Projects

This page lists some of the projects that our lab members are/were involved in.

Language Data Commons of Australia (LDaCA)

The LDaCA project (led by the University of Queensland) makes nationally significant language data available for academic and non-academic use and provides a model for ensuring continued access with appropriate community control. It also connects these data to an improved analysis infrastructure for text analytics. The Language Data Commons of Australia is a co-investment partnership with the Australian Research Data Commons (ARDC) through the HASS and Indigenous Research Data Commons (https://doi.org/10.47486/HIR001). The ARDC is enabled by the Australian Government’s National Collaborative Research Infrastructure Strategy (NCRIS). Further information about the lab’s involvement in this project is available here.

Australian Text Analytics Platform (ATAP)

The Sydney Corpus Lab collaborated with the University of Queensland (project lead), Sydney Informatics Hub, and AArNet on the Australian Text Analytics Platform (ATAP). ATAP received investment (https://doi.org/10.47486/PL074) from the Australian Research Data Commons (ARDC). The ARDC is funded by the National Collaborative Research Infrastructure Strategy (NCRIS). The Australian Text Analytics Platform is now part of LDaCA (see above) and known as LDaCA Analytics.

Health in the Media (Research group)

We use corpus linguistics and discourse analysis to better understand how journalists write about health, including diabetes, obesity, disability, and other health-related conditions or issues. This body of research is associated with the University’s Charles Perkins Centre. For more information go to Health in the Media. As part of this research, we designed and built the Diabetes News Corpus (see corpus Guide) to analyse representations of diabetes. This project has now been completed (see summary). We have also completed a study on disability in Australian newspapers, with a short description available on Language on the Move. We have also finalised a project on representations of obesity in the news. This was part of an international collaboration, and analysed a new 16-million-word corpus of Australian news coverage of obesity, supported by the Sydney Informatics Hub. Information about this corpus can be found in the corpus manual. Project publications include ‘Weight stigma: Towards a language-informed analytical framework‘, ‘Trialling corpus search techniques for identifying person-first and identity-first language‘, and ‘Examining the uptake of media guidelines: A corpus analysis of obesity representation in Australian and UK News‘. We also examined how weight loss was represented in Australian and British newspapers. A full summary of the project is available here.

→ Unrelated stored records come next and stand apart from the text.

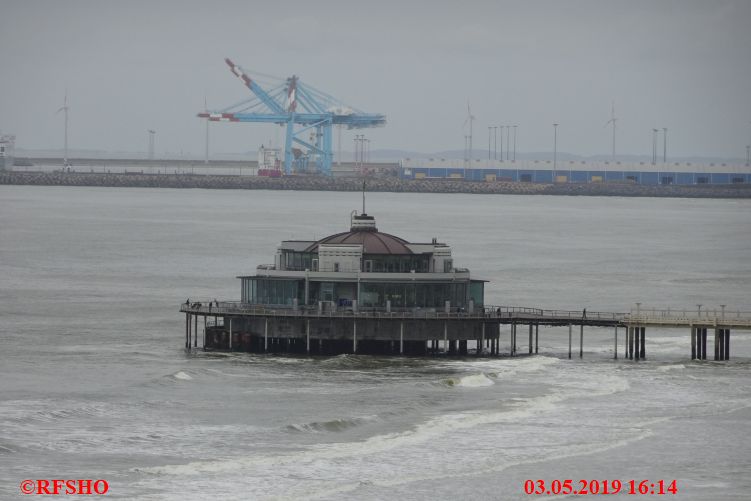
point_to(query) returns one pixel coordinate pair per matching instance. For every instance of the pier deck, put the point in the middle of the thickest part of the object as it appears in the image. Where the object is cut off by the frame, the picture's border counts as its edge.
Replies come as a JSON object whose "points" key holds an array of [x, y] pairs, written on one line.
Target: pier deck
{"points": [[239, 326]]}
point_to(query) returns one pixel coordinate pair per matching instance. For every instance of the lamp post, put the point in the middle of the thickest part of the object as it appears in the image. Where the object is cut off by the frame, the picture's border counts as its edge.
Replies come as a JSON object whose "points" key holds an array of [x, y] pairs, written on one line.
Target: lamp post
{"points": [[489, 129], [501, 127], [495, 142], [555, 148], [152, 133], [508, 141]]}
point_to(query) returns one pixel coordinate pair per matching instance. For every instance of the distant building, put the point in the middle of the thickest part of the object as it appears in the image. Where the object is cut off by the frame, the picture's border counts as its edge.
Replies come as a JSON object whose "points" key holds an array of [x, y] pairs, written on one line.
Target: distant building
{"points": [[541, 171], [363, 268]]}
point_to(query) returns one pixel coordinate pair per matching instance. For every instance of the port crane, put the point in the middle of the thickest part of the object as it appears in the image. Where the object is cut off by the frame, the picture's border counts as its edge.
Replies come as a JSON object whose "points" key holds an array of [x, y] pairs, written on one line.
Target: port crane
{"points": [[304, 110]]}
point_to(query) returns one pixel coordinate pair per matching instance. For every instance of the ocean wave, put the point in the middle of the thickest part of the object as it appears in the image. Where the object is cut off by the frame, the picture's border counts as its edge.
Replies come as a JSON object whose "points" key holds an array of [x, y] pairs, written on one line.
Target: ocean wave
{"points": [[470, 381], [332, 426]]}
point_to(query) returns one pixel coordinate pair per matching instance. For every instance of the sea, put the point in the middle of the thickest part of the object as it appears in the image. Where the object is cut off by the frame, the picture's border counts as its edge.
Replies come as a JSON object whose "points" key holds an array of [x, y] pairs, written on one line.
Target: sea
{"points": [[95, 382]]}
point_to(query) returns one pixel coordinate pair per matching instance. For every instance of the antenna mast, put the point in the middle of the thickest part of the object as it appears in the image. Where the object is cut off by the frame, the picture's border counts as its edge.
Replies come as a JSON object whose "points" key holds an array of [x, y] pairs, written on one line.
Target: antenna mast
{"points": [[64, 109]]}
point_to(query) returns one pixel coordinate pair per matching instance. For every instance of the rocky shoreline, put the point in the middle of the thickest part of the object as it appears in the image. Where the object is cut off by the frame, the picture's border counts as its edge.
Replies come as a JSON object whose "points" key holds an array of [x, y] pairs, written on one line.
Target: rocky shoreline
{"points": [[314, 183]]}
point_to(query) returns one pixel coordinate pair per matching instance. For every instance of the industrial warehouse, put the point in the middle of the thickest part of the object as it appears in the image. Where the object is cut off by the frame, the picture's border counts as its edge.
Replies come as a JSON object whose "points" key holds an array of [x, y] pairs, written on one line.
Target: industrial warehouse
{"points": [[539, 171]]}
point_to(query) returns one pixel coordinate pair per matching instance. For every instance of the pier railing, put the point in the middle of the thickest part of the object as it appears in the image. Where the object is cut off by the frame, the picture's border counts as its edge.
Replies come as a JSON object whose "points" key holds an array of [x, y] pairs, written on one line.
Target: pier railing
{"points": [[701, 318], [490, 312]]}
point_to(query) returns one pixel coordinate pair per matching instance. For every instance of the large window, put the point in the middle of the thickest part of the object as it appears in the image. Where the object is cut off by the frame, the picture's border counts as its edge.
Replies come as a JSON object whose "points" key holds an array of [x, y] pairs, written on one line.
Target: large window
{"points": [[273, 292], [410, 295]]}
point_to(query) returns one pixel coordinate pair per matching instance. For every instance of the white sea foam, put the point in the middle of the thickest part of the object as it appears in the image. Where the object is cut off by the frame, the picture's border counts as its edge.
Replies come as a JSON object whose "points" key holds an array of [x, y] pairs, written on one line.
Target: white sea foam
{"points": [[666, 368]]}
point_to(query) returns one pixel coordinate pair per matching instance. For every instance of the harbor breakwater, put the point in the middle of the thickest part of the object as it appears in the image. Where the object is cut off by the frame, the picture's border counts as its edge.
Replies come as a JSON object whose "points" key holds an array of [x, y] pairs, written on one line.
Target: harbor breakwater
{"points": [[388, 184]]}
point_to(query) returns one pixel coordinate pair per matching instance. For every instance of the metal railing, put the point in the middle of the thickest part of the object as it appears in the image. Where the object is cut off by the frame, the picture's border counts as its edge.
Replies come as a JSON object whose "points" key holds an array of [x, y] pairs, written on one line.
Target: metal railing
{"points": [[499, 312]]}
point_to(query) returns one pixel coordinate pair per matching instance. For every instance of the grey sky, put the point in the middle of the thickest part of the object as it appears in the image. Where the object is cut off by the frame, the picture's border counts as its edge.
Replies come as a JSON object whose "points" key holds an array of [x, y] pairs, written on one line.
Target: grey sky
{"points": [[133, 65]]}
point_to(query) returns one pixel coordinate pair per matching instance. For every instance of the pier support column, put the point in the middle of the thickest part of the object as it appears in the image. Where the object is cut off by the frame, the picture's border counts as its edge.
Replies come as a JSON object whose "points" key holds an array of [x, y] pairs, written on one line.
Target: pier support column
{"points": [[482, 340], [716, 344], [643, 352], [307, 336], [530, 339], [195, 333], [637, 330], [266, 335], [615, 346], [727, 344], [581, 341], [401, 338], [625, 343], [445, 336], [694, 344], [630, 343]]}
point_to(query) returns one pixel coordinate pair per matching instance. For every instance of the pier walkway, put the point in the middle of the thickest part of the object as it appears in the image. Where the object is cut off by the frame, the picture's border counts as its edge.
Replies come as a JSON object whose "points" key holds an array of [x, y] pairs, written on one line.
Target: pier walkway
{"points": [[239, 326]]}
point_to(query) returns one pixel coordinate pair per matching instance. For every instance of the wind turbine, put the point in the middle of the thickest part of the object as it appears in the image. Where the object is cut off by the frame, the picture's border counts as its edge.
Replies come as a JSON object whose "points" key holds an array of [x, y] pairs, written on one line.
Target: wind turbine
{"points": [[470, 118], [612, 121], [64, 109]]}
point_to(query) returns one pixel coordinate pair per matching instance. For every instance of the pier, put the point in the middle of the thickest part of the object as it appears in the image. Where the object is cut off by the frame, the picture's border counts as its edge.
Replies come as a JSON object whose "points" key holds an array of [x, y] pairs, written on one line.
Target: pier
{"points": [[487, 331]]}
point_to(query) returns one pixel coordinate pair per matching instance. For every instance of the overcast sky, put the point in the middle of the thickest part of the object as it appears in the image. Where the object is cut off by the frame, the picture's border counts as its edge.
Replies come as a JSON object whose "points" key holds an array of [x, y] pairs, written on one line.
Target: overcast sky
{"points": [[129, 66]]}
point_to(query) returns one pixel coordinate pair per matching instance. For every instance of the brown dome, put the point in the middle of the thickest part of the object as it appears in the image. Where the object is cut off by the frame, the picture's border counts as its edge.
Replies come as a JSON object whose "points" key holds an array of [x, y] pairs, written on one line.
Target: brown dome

Corpus-based Sociocultural Linguistics

Lab director Monika Bednarek is developing new ways of combining corpus linguistic approaches with theories from sociocultural linguistics and linguistic anthropology. This includes work that draws on the concept of indexicality as well as co-authored studies drawing on erasure and rhematisation (available open access here and here). The term corpus-based sociocultural linguistics is introduced in a forthcoming research monograph.

Constructing Teacher Identities: Representations of Teachers in the Print Media (Nicole Mockler)

This project, funded by a University of Sydney Research Accelerator (SOAR) prize, used innovative research methods (including corpus-assisted discourse analysis) to map print media representations of teachers in Australia (with some comparison to other Anglophone countries) over the past two decades. This research is the focus of a research monograph, published by Bloomsbury in 2022.

News Reporting of Conflict (Alex Garcia)

Motivated by the obvious misconception of the Colombian conflict among her undergraduate students, Alexandra Garcia’s PhD thesis investigated the representation of the conflict in the press. She has blogged about the conflict and her research at https://laperorata.wordpress.com/. Work-in-progress focusses on corpus linguistic analysis of transgender people in the Australian press.

Aboriginal English(es) and Aboriginal languages in Australian fictional television

A project investigating the representation of Aboriginal English(es) and ancestral/traditional Aboriginal languages in fictional television series. See for example Bednarek & Syron (2023), Bednarek & Meek (2024), Herriman (2024), Bednarek & Cameron (2025), Bednarek & Meek (2025).

Other Projects

Some of our other past and current projects – including by students – are described in our series of blog posts.